I've not been here too much because it's so hard for me to sit. Pain is burning and deep ache and pressure. Anyone ever have this? I really have a pain in the a$$...:HistericalSmiley:


----------



## Maglily (Feb 3, 2009)

Sciatica maybe??


----------



## KAG (Jun 1, 2006)

Oh, Dianne {and Brenda}. I feel your pain. I'm almost 100% now. For me it started March 1st. It was 16 days of excruciating pain before I even went to a doctor. I had an xray and doctor thought pinched nerve. I took oral steroids for 6 days only because I knew it would help with inflammation. Thank God I had pain meds at home. I had to pee in the shower and rinse off because I couldn't sit or bend. I was stuck on my bed for hours because I couldn't get out, slide out, anything. I'm still sleeping on my couch because I'm afraid the pain will happen again.

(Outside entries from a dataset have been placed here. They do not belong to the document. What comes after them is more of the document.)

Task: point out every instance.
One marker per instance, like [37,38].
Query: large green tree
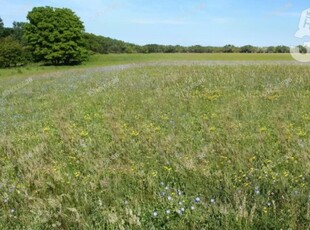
[54,35]
[11,52]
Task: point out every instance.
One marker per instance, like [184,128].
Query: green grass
[117,59]
[96,150]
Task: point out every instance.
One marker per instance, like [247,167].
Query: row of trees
[56,36]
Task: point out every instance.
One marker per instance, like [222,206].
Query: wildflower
[268,204]
[257,192]
[265,210]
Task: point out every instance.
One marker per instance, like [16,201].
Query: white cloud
[157,21]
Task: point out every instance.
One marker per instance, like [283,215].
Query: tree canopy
[55,35]
[11,52]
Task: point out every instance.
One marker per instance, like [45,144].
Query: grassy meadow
[119,59]
[156,147]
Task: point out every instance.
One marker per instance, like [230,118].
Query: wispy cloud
[157,22]
[284,11]
[222,20]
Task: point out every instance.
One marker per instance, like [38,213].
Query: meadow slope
[185,145]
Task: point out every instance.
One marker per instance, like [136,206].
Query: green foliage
[236,137]
[54,35]
[11,52]
[248,49]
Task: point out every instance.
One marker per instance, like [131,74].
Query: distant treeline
[19,44]
[105,45]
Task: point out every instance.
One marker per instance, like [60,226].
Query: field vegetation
[156,147]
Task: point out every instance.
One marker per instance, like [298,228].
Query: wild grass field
[119,59]
[157,147]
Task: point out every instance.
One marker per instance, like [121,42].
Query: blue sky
[184,22]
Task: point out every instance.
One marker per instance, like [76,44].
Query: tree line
[57,36]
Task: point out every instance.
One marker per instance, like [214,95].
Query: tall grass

I'm having a weekly massage and PT twice a week. Both women feel it's my SI joint {sacrum}, and not a pinched nerve. I've been taking hot baths with lavender epsom salts. 

This has never happened to me to this extent. I must be feeling better because I'm beginning to lose patience and can't relax. I'm sick of people asking me how I feel and actually telling them every little ache and pain. Enough already!!! 

On the other hand, it's nice to take care and do something for myself. So...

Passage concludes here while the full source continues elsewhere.